Plaintiff asserts that the statute is subject to equitable tolling because of his fraud allegations. Indeed "[T]he limitations period in Section 1640(e) may, in the appropriate circumstances, suspend the limitations period until the borrower discovers or had reasonable opportunity to discovery the fraud or nondisclosures that form the basis of the TILA action." King v. California, 784 F.2d 910, 915 (9th Cir. 1986). It is less clear that tolling applies to RESPA actions. See Kucheynik v. Mortgage Electronic Registration Systems, Inc., 2010 WL 5174540 (W.D. Wash. Dec. 15, 2010) ("The Ninth Circuit is yet to address, and other circuits disagree on the issue of whether equitable tolling applies to suspend the statute of limitations in RESPA actions" citing cases). In any case, Plaintiff has provided no explanation as to why he and April Thomas would not have discovered the disclosures or the fact that this was not a refinance for over two years. Moreover, as previously indicated, Plaintiff has no standing to assert any fraud or other claims against the lender because he was not a party to the mortgage agreement.
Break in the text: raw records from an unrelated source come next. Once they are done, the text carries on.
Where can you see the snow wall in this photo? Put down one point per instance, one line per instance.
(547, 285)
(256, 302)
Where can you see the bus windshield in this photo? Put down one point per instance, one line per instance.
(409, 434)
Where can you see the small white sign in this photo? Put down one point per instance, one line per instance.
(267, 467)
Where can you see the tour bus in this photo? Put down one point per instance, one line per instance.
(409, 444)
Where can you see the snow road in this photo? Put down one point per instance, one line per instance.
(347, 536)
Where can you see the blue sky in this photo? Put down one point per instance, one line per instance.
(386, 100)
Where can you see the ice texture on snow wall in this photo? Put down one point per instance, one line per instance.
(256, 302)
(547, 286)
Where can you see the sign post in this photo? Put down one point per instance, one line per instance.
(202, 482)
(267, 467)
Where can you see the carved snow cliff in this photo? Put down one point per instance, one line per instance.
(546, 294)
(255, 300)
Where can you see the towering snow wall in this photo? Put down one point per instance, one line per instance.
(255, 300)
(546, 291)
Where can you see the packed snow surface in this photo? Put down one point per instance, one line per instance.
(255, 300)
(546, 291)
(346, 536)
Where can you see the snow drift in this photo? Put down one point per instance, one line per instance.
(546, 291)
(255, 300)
C. Plaintiff Has No Right of Rescission
In addition, many of Defendant's claims hinge on a purported right of rescission — which he alleges was exercised prior to foreclosure and which he alleges the Defendant did not honor. Because this was a residential mortgage transaction, however, April Thomas did not have a right of rescission. 15 U.S.C. § 1635(e); 12 C.F.R. 226(f)(1). Although Plaintiff alleges that the Defendant should have provided a refinance rather than a purchase money loan, even a refinance is a residential mortgage transaction, so that Plaintiff would not have a right of rescission even if this had been a refinance. See Brunat v. Indymac Federal Bank, 2010 WL 2197545 *5 (D. Ariz. May 26, 2010). And again, given the fact that any right of rescission would have belonged to April Thomas, Mr. Thomas is not the proper party to make any such allegations.
III. Conclusion
Accordingly,
IT IS HEREBY ORDERED, granting Defendant's motion for summary judgment. (Doc. 36)
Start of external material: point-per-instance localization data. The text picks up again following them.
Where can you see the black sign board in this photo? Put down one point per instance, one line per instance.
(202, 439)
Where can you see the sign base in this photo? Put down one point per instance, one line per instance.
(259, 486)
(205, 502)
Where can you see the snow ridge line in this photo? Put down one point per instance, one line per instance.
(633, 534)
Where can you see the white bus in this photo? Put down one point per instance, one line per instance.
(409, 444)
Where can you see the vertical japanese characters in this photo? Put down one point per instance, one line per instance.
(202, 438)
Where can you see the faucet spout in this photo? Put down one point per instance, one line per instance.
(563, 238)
IT IS FURTHER ORDERED, denying Plaintiff's Motion for Sanctions, Motion for Attorneys' Fees, Motion for Summary Judgment, Motion to Change the Caption as moot. (Docs. 76, 81, 83) IT IS FURTHER ORDERED, denying Plaintiff's motion for Hearing or Conference (Doc. 79) as moot.
IT IS FURTHER ORDERED directing the Clerk to enter judgment accordingly.
DATED this 21st day of February, 2011.